Business

The savings on security

Safety is thought of as a compassionate issue or an improvement of the work environment. The care and consideration that management puts into safety issues is seen as an indicator of attention to detail and teamwork. Security is all of those things; but it is also a “profit center” that must be monitored by management. Put plainly: Safer companies are more profitable!

The cost of a poor security program:

The costs of security incidents add up quickly. The company must pay: the injured worker(s) for their time during the incident, employees who respond to the injury, those who fill out paperwork, and office staff who work with the company. insurance, medical providers, inspectors and government officials. But it does not stop there! When incidents occur, materials or equipment can be damaged, insurance rates can increase (including Worker’s Compensation rates and General Liability rates), and productivity is greatly affected as workers discuss the incident or perform their tasks too cautiously. Then there is the increasing possibility of OSHA and/or other government inspections and fines. Interestingly, most companies respond to a security lapse and associated rising expense report with emergency training programs, new security equipment, and increased monitoring of operations, adding even more costs.

Just as a poor or nonexistent security program can cost, a good security program can save! Savings can be added directly to earnings or used to get more work through reduced sale prices or lower service charges. Eliminating or minimizing security incidents will eliminate or reduce all of the potential costs listed above.
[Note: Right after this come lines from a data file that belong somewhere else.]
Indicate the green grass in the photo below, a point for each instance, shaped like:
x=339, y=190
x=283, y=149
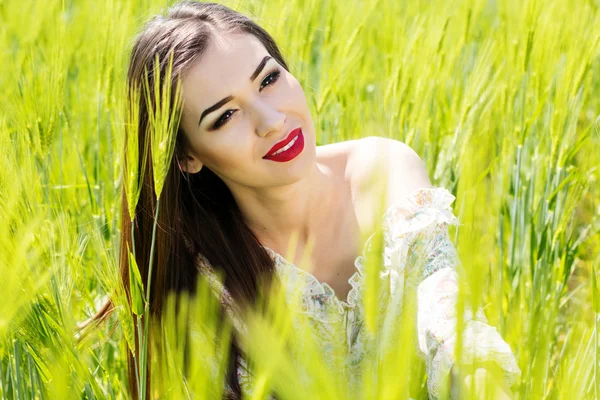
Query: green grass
x=500, y=99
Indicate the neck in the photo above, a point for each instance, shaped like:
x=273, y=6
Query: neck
x=297, y=213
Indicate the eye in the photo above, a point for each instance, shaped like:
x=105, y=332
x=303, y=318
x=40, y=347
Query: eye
x=223, y=119
x=270, y=79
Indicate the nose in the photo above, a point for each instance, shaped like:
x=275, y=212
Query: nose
x=268, y=119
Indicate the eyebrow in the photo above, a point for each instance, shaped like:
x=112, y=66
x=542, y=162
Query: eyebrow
x=227, y=99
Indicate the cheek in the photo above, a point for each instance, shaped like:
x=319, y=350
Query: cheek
x=293, y=94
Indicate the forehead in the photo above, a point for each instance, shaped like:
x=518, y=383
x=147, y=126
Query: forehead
x=227, y=64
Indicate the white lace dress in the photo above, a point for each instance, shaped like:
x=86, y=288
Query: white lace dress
x=420, y=258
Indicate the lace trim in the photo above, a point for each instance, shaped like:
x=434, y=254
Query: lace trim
x=422, y=207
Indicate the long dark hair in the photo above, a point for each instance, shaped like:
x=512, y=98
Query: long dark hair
x=198, y=214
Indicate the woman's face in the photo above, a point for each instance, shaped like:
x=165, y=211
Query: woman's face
x=231, y=121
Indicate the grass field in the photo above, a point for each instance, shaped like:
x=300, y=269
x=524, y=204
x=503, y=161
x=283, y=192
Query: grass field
x=501, y=99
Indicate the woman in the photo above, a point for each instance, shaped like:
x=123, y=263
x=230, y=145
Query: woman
x=246, y=176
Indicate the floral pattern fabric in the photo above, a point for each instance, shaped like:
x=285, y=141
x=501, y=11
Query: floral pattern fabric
x=420, y=263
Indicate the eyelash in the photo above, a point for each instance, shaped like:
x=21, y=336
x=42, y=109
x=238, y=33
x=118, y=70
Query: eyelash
x=274, y=78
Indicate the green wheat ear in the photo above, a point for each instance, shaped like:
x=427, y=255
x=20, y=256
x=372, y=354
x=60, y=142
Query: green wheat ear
x=164, y=115
x=134, y=173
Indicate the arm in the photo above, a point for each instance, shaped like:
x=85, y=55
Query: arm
x=434, y=274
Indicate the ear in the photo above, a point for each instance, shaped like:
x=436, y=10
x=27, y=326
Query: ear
x=190, y=164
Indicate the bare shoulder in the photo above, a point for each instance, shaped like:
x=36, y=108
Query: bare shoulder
x=379, y=166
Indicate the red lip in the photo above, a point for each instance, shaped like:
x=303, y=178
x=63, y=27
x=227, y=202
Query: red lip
x=283, y=143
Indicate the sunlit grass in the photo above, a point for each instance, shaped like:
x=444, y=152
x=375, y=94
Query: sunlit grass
x=500, y=99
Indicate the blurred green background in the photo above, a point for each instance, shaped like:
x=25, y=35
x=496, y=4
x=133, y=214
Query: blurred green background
x=501, y=99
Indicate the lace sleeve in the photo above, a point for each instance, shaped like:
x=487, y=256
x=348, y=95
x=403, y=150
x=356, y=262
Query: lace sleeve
x=431, y=266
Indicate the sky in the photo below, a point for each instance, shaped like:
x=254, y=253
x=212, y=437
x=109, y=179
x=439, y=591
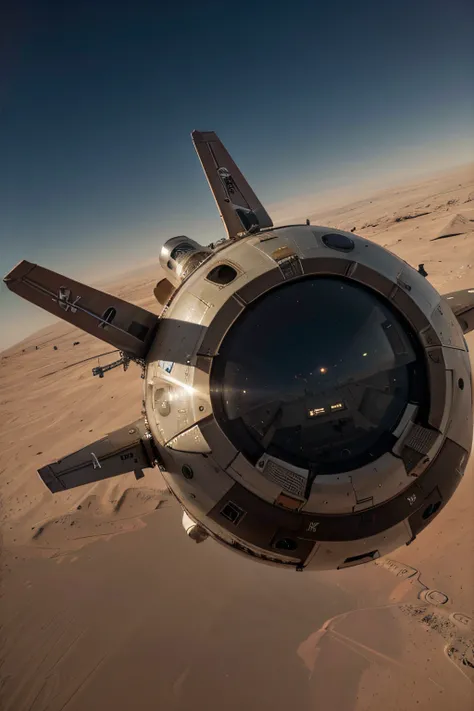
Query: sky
x=98, y=99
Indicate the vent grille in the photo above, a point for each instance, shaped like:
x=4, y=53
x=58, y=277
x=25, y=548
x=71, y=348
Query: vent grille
x=289, y=481
x=421, y=439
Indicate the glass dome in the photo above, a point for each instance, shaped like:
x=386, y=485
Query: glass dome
x=318, y=373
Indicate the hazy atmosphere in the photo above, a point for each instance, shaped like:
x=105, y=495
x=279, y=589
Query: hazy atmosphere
x=296, y=399
x=98, y=100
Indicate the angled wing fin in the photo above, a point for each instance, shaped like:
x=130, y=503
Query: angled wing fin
x=125, y=326
x=239, y=207
x=461, y=304
x=125, y=450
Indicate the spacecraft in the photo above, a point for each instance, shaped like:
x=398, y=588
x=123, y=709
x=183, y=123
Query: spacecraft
x=307, y=393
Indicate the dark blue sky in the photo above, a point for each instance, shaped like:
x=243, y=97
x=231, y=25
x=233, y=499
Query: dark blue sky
x=97, y=101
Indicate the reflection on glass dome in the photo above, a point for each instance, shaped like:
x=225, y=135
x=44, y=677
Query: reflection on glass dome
x=316, y=372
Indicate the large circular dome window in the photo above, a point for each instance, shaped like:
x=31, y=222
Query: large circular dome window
x=317, y=372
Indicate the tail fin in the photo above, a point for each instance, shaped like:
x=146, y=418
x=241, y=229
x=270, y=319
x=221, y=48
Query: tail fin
x=125, y=450
x=239, y=207
x=125, y=326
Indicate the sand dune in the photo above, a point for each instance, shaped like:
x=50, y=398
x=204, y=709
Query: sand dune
x=92, y=619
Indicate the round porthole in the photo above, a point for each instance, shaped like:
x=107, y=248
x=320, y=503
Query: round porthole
x=342, y=243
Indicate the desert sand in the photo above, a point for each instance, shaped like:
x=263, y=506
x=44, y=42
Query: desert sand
x=107, y=604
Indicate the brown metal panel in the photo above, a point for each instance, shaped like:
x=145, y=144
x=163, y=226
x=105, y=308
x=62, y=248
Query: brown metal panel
x=117, y=453
x=461, y=304
x=237, y=203
x=125, y=326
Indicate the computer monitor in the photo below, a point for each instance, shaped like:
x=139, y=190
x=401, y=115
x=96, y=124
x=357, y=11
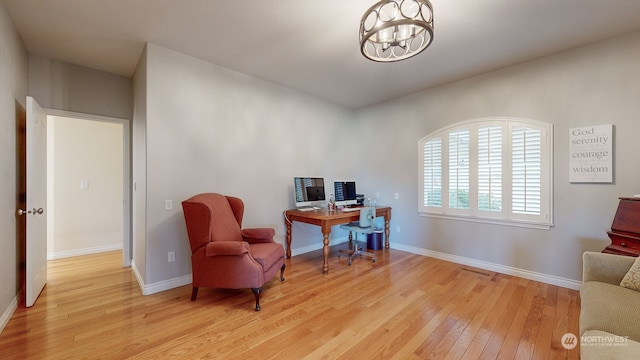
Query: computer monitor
x=345, y=192
x=308, y=191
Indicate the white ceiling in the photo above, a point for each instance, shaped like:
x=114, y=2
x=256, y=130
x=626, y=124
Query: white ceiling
x=312, y=46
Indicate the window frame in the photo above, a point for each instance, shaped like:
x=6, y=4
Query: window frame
x=506, y=216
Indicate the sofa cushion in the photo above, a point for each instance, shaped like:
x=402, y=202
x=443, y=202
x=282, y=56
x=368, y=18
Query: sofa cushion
x=610, y=308
x=601, y=345
x=631, y=279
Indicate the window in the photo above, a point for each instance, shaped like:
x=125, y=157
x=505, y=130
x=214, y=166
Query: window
x=489, y=170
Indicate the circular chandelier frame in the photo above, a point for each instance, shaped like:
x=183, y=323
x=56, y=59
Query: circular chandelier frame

Additionally, a clean safety record will also lower insurance premiums.

Real money made safely:

Companies with a history of no incidents, or minor incidents, can see their insurance premiums drop to as low as 75% of what their competitors are paying for the same policy; while a poor incident history can lead to paying insurance premiums of up to 300% of the going rate. Since Worker’s Compensation insurance is required in all states by federal law and General Liability insurance is required by governments at various levels, as well as by most customers, insurance premiums are one of the elements most important in most annual budgets. Savings in this area translate directly into savings in the cost of doing business.

Insurance companies report Workers’ Compensation loss information to their state rating office or the National Council for Compensation Insurance (NCCI), depending on state code. This information is used to generate an experience modification rating (EMR) factor, also known as an experience rate modifier (ERM), for the state or region. Those companies with an average security incident history, based on a comparison of losses paid by insurers to cover claims, receive a rating of 1.0. Companies with a better track record (lower losses) will have an EMR of less than 1.0 which can drop as low as 0.75. Conversely, companies with a low history of average incident costs may see their EMR rise to 3.0.

The company’s EMR is used each year to determine the proposed premium price offered by insurers to win the company’s insurance business. Therefore, those companies with an EMR of 0.75 will pay only 75% of the premium that the average competitor in your state is paying for insurance, while companies with an EMR of 3.0 will pay three times (or 300%) the premium of its competitors. Additionally, those companies deemed lower risk (less than 1.0 EMR) will find that insurers looking to win their account may also discount their price further, up to an additional 15%, after calculating the EMR-affected price. Therefore, security savings accumulate on top of security savings.

Know your EMR and improve it:

The EMR is based on a rolling three-year period, not counting the most current year as those losses are still developing. It is rarely calculated using calendar years as the term, but rather as policy years. So, if your policy renews on June 4 of each year and is effective June 4 through June 3 of the following year, your EMR will reflect the previous three full policy years.

Your insurance agent can provide you with your company’s EMR from the rating bureau report and should be able to explain ways to improve it. It will change from policy year to policy year as older years are gone and newer years are added. Also, many states’ formulas add a weighting system, so newer years weigh more on your EMR than older years. This works in your favor if you have had high-cost incidents in the past and have taken steps to improve your security program. It is important that you review your losses with your agent six (6) months prior to your renewal term to ensure there are no open claims or claims that may be reduced, before the insurance company files the “Unit Stat” report. statistics) with the rating office. The formula that generates the EMR can be difficult to understand if you’re not an insurance expert, so your agent should be a trusted advisor and successful partner to your business.